# Bailey vs Sweetheart chisel advice wanted



## Steve S.

My kids got me a Stanley Bailey 5 chisel set (on its way, haven't seen them yet. I have been kind of wanting a set of Stanley Sweetheart and just looked and can get set of 4 Stanley Sweetheart of about $80, and this set of Stanley Bailey, with roll pouch, goes for about $60. I have an old Stanley set and will be using whatever new set I get for paring and, mostly, mortise work.

Should I send these back and get the Sweetheart? (the Bailey also come with micro bevel, and while i have a Scary Sharp system set up with 10 diff grits on a large piece of 3/8" float glass i am a little nervous of my ability to accurately sharpen the micro bevel (i am assuming 25d with 30d micro, and plan on spending time to get back flat and bevel honed regardless of chisel choice, and yes do use honing jig).

In reality, I do not use chisels a great deal, the occasional mortised hinge or, for this present project a double mortised lock i will be installing.

Thoughts and suggestions appreciated.

P.S. If not huge difference, would like to keep the birthday present from my kids.


----------



## john sayles

Given the fact that you don't use chisels all that much to begin with, as well as the fact that there exists an emotional reason to keep the Baileys, I think you should keep the set you have.

You're probably also better off with the tanged Bailey design, rather than the socketed Sweetheart design (which can loosen).

Lastly, don't sweat the microbevels -- ultimately, they're not even necessary, but rather a time saving convenience.

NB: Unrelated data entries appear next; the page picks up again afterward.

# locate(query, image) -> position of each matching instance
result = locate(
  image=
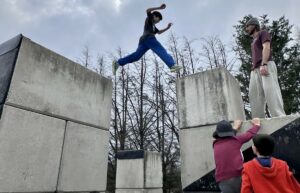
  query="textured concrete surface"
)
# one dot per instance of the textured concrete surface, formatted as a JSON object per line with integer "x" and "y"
{"x": 197, "y": 151}
{"x": 208, "y": 97}
{"x": 139, "y": 191}
{"x": 54, "y": 127}
{"x": 84, "y": 159}
{"x": 153, "y": 170}
{"x": 139, "y": 174}
{"x": 130, "y": 173}
{"x": 30, "y": 151}
{"x": 48, "y": 82}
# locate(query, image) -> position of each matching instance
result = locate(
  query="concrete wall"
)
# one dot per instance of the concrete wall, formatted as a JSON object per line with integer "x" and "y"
{"x": 208, "y": 97}
{"x": 197, "y": 151}
{"x": 204, "y": 99}
{"x": 139, "y": 171}
{"x": 54, "y": 125}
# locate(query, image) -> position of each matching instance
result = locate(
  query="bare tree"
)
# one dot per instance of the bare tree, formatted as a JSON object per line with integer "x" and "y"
{"x": 214, "y": 54}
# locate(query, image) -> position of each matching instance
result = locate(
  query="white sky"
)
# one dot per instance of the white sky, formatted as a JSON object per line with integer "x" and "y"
{"x": 66, "y": 26}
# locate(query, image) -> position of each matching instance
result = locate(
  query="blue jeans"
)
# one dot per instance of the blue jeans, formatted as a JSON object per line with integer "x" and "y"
{"x": 144, "y": 46}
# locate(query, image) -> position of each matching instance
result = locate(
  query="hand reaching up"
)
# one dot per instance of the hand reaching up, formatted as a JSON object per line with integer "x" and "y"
{"x": 237, "y": 124}
{"x": 255, "y": 121}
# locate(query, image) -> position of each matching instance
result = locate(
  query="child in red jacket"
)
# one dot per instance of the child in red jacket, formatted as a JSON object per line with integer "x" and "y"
{"x": 266, "y": 174}
{"x": 227, "y": 153}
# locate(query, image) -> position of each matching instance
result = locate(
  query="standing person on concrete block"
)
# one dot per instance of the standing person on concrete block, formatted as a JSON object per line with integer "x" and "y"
{"x": 266, "y": 174}
{"x": 148, "y": 41}
{"x": 227, "y": 153}
{"x": 264, "y": 87}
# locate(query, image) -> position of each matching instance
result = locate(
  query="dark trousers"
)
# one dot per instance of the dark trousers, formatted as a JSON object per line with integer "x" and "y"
{"x": 232, "y": 185}
{"x": 143, "y": 47}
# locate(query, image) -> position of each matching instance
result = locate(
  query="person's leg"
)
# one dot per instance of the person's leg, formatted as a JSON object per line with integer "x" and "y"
{"x": 232, "y": 185}
{"x": 141, "y": 50}
{"x": 159, "y": 50}
{"x": 256, "y": 95}
{"x": 272, "y": 91}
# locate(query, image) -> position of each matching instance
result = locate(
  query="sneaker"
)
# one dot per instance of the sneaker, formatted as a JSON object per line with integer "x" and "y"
{"x": 175, "y": 68}
{"x": 115, "y": 66}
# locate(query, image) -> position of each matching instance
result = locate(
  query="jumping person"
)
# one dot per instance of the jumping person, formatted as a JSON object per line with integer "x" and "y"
{"x": 148, "y": 41}
{"x": 263, "y": 87}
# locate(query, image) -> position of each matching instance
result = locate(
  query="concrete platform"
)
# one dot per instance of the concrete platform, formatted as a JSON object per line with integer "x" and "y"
{"x": 54, "y": 121}
{"x": 139, "y": 171}
{"x": 29, "y": 153}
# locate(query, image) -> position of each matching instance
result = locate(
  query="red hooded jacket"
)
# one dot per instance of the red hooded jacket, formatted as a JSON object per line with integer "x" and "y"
{"x": 277, "y": 179}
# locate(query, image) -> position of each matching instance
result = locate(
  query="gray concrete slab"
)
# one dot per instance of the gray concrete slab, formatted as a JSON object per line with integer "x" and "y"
{"x": 139, "y": 170}
{"x": 30, "y": 151}
{"x": 130, "y": 174}
{"x": 197, "y": 151}
{"x": 153, "y": 170}
{"x": 208, "y": 97}
{"x": 139, "y": 191}
{"x": 84, "y": 159}
{"x": 50, "y": 83}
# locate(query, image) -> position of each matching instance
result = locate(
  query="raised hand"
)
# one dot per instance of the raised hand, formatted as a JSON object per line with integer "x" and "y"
{"x": 255, "y": 121}
{"x": 163, "y": 6}
{"x": 237, "y": 124}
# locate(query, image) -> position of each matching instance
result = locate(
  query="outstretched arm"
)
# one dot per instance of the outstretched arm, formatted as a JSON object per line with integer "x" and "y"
{"x": 165, "y": 29}
{"x": 149, "y": 10}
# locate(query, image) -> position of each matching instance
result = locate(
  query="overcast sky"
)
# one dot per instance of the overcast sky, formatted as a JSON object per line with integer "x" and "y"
{"x": 66, "y": 26}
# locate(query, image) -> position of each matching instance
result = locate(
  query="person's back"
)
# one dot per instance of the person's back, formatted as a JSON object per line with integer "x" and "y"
{"x": 266, "y": 174}
{"x": 227, "y": 154}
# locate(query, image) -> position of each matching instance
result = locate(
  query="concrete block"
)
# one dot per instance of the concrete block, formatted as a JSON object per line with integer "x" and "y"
{"x": 139, "y": 190}
{"x": 130, "y": 173}
{"x": 84, "y": 159}
{"x": 30, "y": 151}
{"x": 143, "y": 167}
{"x": 50, "y": 83}
{"x": 153, "y": 170}
{"x": 208, "y": 97}
{"x": 197, "y": 151}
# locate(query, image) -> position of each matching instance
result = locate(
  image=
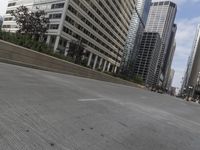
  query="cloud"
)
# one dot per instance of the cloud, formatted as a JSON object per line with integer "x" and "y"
{"x": 184, "y": 37}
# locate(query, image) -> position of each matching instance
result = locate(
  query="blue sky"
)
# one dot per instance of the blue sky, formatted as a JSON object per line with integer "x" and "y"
{"x": 188, "y": 16}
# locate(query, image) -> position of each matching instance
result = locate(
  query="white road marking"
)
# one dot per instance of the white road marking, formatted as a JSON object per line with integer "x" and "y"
{"x": 92, "y": 99}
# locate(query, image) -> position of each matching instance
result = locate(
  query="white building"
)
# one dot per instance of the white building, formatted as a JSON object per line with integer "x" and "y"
{"x": 102, "y": 26}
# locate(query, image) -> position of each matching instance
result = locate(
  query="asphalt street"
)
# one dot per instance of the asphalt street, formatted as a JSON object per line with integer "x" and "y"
{"x": 42, "y": 110}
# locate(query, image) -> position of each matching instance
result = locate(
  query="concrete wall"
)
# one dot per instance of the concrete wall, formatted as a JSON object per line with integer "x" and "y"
{"x": 18, "y": 55}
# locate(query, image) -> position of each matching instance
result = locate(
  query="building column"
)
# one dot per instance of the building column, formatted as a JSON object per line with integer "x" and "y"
{"x": 104, "y": 67}
{"x": 108, "y": 67}
{"x": 95, "y": 62}
{"x": 67, "y": 48}
{"x": 56, "y": 43}
{"x": 48, "y": 39}
{"x": 90, "y": 58}
{"x": 100, "y": 63}
{"x": 115, "y": 69}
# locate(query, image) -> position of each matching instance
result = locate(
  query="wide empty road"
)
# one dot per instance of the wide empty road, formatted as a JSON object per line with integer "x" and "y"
{"x": 48, "y": 111}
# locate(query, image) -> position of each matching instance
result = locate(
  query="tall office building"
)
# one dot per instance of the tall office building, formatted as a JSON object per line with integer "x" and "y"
{"x": 193, "y": 66}
{"x": 100, "y": 25}
{"x": 169, "y": 56}
{"x": 170, "y": 79}
{"x": 134, "y": 37}
{"x": 161, "y": 19}
{"x": 1, "y": 21}
{"x": 147, "y": 58}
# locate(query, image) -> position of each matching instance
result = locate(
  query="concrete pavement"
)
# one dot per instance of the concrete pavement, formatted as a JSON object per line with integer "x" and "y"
{"x": 43, "y": 110}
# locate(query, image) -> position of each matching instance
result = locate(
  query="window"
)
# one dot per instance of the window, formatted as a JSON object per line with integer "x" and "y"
{"x": 55, "y": 16}
{"x": 11, "y": 4}
{"x": 8, "y": 19}
{"x": 9, "y": 11}
{"x": 58, "y": 5}
{"x": 53, "y": 26}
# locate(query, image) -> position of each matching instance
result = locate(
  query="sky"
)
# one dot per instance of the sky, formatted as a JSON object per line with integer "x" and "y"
{"x": 187, "y": 19}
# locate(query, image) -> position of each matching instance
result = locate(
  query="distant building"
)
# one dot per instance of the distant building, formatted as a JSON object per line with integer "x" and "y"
{"x": 101, "y": 26}
{"x": 169, "y": 57}
{"x": 170, "y": 79}
{"x": 192, "y": 69}
{"x": 192, "y": 75}
{"x": 161, "y": 19}
{"x": 1, "y": 21}
{"x": 148, "y": 57}
{"x": 133, "y": 40}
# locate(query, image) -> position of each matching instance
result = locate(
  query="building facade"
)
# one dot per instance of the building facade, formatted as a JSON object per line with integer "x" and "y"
{"x": 169, "y": 56}
{"x": 189, "y": 77}
{"x": 170, "y": 80}
{"x": 147, "y": 58}
{"x": 161, "y": 19}
{"x": 1, "y": 21}
{"x": 101, "y": 26}
{"x": 192, "y": 77}
{"x": 134, "y": 37}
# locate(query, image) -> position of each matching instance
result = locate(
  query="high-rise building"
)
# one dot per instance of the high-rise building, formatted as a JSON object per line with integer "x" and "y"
{"x": 1, "y": 21}
{"x": 161, "y": 19}
{"x": 192, "y": 70}
{"x": 134, "y": 37}
{"x": 147, "y": 58}
{"x": 169, "y": 56}
{"x": 170, "y": 79}
{"x": 192, "y": 76}
{"x": 100, "y": 25}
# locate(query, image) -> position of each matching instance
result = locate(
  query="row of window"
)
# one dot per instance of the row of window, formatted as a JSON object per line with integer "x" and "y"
{"x": 95, "y": 18}
{"x": 107, "y": 12}
{"x": 97, "y": 30}
{"x": 117, "y": 15}
{"x": 78, "y": 26}
{"x": 127, "y": 9}
{"x": 57, "y": 6}
{"x": 71, "y": 9}
{"x": 83, "y": 40}
{"x": 55, "y": 16}
{"x": 11, "y": 4}
{"x": 9, "y": 26}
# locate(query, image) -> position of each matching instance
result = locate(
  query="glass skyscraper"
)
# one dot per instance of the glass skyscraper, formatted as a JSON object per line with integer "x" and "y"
{"x": 133, "y": 40}
{"x": 161, "y": 19}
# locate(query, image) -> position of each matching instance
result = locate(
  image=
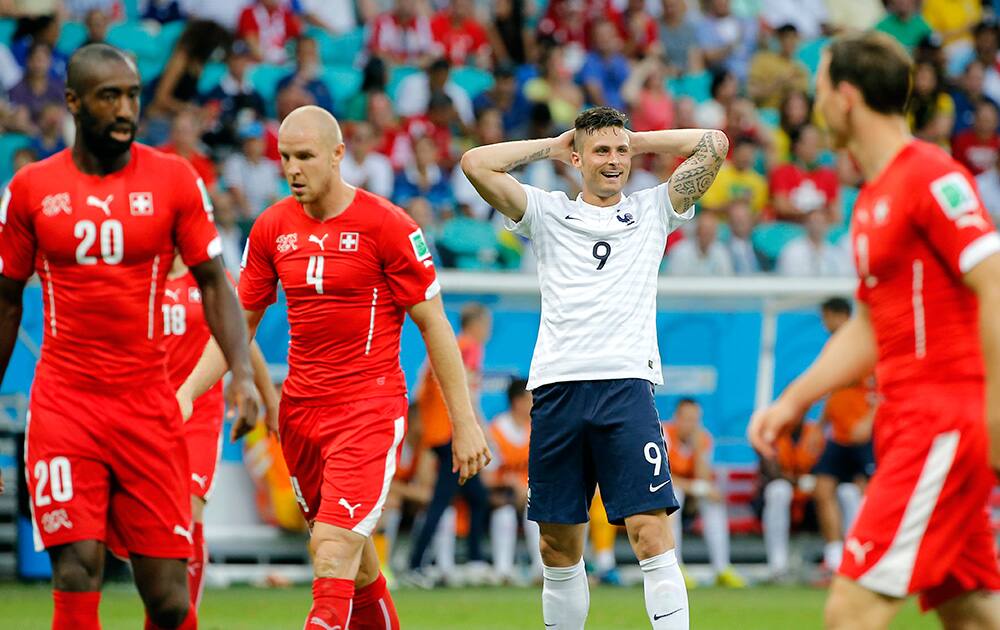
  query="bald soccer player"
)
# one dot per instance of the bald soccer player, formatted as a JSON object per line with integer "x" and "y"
{"x": 352, "y": 265}
{"x": 106, "y": 458}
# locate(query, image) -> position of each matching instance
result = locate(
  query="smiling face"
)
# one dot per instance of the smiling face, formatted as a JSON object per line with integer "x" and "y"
{"x": 604, "y": 158}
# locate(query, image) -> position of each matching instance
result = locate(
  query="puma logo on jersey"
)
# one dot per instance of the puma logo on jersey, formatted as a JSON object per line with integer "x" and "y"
{"x": 103, "y": 204}
{"x": 184, "y": 533}
{"x": 350, "y": 508}
{"x": 318, "y": 241}
{"x": 854, "y": 547}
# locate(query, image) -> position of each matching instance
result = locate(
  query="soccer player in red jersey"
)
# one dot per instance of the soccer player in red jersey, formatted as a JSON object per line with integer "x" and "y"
{"x": 927, "y": 322}
{"x": 352, "y": 265}
{"x": 185, "y": 333}
{"x": 106, "y": 460}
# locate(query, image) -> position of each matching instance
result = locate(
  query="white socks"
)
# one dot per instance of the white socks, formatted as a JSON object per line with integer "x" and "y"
{"x": 503, "y": 538}
{"x": 666, "y": 597}
{"x": 715, "y": 523}
{"x": 777, "y": 522}
{"x": 566, "y": 597}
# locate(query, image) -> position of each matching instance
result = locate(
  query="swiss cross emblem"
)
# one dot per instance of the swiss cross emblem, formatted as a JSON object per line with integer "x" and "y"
{"x": 140, "y": 204}
{"x": 349, "y": 241}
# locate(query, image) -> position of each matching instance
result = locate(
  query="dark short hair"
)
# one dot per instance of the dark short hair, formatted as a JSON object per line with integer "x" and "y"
{"x": 595, "y": 118}
{"x": 877, "y": 65}
{"x": 518, "y": 387}
{"x": 837, "y": 305}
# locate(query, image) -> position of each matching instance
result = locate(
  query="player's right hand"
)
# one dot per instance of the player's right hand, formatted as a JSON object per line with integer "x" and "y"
{"x": 469, "y": 451}
{"x": 768, "y": 423}
{"x": 246, "y": 406}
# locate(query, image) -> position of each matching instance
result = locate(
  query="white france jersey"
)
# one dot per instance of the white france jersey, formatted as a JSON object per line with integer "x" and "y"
{"x": 597, "y": 270}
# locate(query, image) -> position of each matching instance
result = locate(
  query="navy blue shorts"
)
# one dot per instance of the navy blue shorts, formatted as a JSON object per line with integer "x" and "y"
{"x": 590, "y": 433}
{"x": 846, "y": 462}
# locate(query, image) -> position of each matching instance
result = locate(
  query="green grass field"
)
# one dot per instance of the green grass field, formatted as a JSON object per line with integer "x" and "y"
{"x": 244, "y": 608}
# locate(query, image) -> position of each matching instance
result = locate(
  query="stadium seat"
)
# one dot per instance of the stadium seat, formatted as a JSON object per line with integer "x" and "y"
{"x": 473, "y": 80}
{"x": 9, "y": 144}
{"x": 71, "y": 36}
{"x": 770, "y": 238}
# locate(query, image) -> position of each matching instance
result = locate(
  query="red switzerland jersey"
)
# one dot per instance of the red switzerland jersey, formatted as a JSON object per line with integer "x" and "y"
{"x": 102, "y": 247}
{"x": 185, "y": 330}
{"x": 916, "y": 229}
{"x": 348, "y": 281}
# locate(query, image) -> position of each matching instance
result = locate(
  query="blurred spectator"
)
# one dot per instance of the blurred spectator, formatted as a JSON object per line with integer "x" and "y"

Useless (and heated) discussions/arguments have developed over the topic of sharpening, and there is little consensus, but this much is true:

No matter what you buy, or how it arrives, you _will_ have to ultimately re-sharpen it, and whatever you do to get it sharp is fine.


----------



## rayking49

+1 I agree


----------



## Joeb41

Good advice from John, go for it!


----------



## Steve S.

I received them, initial inspection is they look good. Square, pretty flat, will need to flatten back a little and remove the tool marks, but they are actually sharp enough to use out of the box.
Main thing is, my kids got them for me, will remember that every time I grab one, nice to have family supporting my passion.

Thanks all.


----------



## ruud.schmitz

Steve S. said:


> I received them, initial inspection is they look good. Square, pretty flat, will need to flatten back a little and remove the tool marks, but they are actually sharp enough to use out of the box.
> Main thing is, my kids got them for me, will remember that every time I grab one, nice to have family supporting my passion.
> 
> Thanks all.


so your kids are the actual sweethearts


----------